Strike three against the coyote.
Additional studies support the conclusions of both Wagner and recent QDMA studies, but what, if anything, should deer managers and hunters do with the information?
Since 42 percent of a coyote's diet consists of small rodents in most places, no one is suggesting coyotes be extirpated from the whitetail deer's range.
They are part of the wild scenery and an integral part of the balance of nature. It's not likely we could kill them all, even if we wanted to, anyway. Western livestock farmers have been trying to eliminate the song dogs since they settled the west with no success.
This information is most important in places where there are either too many or not enough deer.
In places like the Black Hills, South Dakota or the Upper Peninsula, Michigan, where it's common to see more than 100 deer pile into a hay field before dark, it would seem counterproductive to remove such efficient deer culling machines.
On the other hand, where there aren't enough deer due to disease or mismanagement, as is currently the case in some parts of southern Wisconsin and central Indiana, it makes sense for hunters to spend as much time trapping and hunting coyotes as they do deer.
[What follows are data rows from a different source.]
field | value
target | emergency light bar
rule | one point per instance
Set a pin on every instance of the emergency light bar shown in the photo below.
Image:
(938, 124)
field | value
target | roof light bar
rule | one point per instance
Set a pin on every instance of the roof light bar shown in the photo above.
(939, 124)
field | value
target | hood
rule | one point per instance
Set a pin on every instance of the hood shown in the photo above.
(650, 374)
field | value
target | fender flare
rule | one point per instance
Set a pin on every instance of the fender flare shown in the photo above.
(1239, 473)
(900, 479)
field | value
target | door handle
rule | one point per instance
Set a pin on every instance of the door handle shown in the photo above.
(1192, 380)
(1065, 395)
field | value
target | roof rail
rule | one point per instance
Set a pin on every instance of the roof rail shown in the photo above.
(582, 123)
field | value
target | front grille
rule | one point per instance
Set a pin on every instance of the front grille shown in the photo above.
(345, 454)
For its part, the QDMA 2010 Whitetail Report recognizes the changing role of coyotes in deer management on behalf of the modern deer hunter.
"Coyotes have successfully invaded all areas of the whitetail range and they'll be an annual variable in deer management programs. Whether rural or urban and North or South, coyotes are now part of the dynamic relationship between deer and the environment. Coyotes can affect deer herds [either] positively or negatively."
As the landscape in America changes both physically and socially, the coyote continues to adapt better than most. It's our job as deer hunters, farmers and stewards of the land to recognize their changing role and keep them in balance.